Star shade for alien planets
As budget cuts have limited some grand schemes for detecting Earth-like planets around distant stars, an new scheme to do it on the cheap has been proposed to NASA.
Called the New World Observer, the plan is to place a flower-shaped disk in front of the James Webb Space Telescope (the proposed successor to the Hubble Space Telescope). The 40 meter (131 foot) disk will be placed 30,000 kilometers (18,641 miles) in front of the telescope, to shield the telescope from the bright starlight, allowing the faint planets around it to be seen. The project is the brain-child of Webster Cash, director of the Center for Astrophysics and Space Astronomy in Colorado.
The strange shape of the disk, with flower-like petals on the edges, prevents diffracted light from reaching the telescope. The petals cause the diffracted light from the edges of the disk to destructively interfere with one another.
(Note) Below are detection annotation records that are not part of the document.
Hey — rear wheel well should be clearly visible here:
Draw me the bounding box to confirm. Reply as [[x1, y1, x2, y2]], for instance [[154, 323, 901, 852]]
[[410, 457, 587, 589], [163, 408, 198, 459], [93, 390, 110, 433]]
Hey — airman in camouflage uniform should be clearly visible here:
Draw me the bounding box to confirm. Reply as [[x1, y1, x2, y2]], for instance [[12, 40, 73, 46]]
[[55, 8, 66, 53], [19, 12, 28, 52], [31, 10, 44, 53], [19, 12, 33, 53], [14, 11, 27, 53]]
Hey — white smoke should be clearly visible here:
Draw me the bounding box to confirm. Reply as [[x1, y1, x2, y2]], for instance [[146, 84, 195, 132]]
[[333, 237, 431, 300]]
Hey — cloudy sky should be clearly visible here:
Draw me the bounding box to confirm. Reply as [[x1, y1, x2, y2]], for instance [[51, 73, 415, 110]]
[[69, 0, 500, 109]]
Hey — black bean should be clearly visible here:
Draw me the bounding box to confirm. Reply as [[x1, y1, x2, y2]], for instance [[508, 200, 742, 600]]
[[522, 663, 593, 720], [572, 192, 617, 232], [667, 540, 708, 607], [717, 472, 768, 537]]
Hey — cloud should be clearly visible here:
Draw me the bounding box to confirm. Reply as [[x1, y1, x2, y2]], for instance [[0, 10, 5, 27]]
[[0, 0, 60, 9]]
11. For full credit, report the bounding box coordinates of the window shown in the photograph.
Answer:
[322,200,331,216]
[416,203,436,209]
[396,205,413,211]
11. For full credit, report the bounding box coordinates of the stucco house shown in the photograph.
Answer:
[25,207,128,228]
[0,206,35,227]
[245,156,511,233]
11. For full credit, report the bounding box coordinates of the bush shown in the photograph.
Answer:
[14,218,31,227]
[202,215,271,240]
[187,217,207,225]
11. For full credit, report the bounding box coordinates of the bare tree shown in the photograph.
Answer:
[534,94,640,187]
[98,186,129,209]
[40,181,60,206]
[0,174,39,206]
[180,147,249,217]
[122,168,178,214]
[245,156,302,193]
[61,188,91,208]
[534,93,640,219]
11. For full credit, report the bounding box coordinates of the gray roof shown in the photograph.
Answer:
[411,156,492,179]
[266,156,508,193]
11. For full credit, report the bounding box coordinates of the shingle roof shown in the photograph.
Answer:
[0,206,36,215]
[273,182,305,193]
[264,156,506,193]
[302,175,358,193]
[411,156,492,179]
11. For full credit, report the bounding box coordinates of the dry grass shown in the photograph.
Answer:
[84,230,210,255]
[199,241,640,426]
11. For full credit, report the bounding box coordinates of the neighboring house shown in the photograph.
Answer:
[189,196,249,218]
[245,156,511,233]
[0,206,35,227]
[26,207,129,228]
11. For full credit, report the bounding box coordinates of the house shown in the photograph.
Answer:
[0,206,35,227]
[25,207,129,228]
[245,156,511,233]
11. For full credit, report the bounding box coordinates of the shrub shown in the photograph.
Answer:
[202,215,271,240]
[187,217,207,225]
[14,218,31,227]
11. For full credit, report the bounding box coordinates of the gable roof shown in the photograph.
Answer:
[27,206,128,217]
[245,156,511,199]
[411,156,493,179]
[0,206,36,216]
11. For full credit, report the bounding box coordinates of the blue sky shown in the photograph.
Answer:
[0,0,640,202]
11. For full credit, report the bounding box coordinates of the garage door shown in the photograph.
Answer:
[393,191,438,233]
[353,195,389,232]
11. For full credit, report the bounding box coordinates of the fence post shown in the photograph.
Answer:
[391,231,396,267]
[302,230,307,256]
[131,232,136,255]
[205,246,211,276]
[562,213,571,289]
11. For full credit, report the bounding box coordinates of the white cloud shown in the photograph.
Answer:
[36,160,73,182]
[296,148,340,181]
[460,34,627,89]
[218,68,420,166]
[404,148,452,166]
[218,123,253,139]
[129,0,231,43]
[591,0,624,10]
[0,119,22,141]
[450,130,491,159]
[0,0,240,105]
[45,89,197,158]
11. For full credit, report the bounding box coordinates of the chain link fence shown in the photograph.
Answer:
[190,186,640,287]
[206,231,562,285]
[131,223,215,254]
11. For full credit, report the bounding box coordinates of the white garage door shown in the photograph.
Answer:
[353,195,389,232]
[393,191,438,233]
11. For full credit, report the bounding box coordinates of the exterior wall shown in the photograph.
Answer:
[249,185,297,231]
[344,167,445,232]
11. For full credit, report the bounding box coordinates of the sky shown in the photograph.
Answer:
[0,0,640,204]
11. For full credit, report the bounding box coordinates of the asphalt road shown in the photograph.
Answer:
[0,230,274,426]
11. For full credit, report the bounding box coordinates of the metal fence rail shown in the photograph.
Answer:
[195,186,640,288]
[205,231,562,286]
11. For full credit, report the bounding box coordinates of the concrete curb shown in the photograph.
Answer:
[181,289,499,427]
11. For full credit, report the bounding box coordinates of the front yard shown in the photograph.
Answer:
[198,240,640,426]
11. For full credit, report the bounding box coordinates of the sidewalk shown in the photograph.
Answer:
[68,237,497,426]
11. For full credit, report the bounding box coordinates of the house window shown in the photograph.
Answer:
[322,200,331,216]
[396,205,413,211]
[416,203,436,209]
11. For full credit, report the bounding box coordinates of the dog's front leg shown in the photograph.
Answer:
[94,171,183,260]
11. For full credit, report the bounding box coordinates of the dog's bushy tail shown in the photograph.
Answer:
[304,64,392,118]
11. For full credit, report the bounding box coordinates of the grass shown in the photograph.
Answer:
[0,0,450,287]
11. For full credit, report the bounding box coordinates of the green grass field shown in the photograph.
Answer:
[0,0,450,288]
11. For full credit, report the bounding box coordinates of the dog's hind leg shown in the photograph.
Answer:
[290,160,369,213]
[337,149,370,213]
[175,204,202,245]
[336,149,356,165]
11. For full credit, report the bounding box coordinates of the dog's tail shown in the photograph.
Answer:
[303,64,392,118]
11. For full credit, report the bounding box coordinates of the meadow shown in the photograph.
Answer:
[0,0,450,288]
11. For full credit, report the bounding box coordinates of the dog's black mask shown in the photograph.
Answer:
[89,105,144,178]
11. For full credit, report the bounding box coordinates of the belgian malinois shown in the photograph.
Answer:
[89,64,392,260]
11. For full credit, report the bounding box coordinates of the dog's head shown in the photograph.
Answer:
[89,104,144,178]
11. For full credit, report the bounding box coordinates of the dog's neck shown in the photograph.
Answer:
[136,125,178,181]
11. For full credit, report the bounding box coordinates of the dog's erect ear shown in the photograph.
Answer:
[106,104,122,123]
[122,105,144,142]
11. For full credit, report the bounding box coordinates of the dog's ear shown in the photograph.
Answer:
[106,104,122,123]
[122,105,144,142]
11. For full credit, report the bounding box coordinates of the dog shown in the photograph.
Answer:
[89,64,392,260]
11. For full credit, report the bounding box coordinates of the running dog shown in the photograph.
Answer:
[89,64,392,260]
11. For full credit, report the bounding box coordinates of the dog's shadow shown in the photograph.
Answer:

The star shade should allow the telescope to see planets around stars as far away as 35 light years from Earth.
The disk does not need to be made with extreme precision -- a few millimeters here or there will not make much difference from 20 miles away. And the disk can be a few meters out of alignment and still block the light from the star. The cost of the project is thus small enough to qualify for one of NASA's least expensive missions, the "Discovery-class", which has a cost ceiling of $425 million.
But Webster Cash is not stopping there. His New World Imager proposal calls for two telescopes and two star shades, orbiting a thousand miles apart, forming an interferometer.
With such a telescope, he expects to be able to image features on the remote planets, such as oceans and continents, and search for "biomarkers" such as oxygen and ozone, that would indicate life exists on the planet.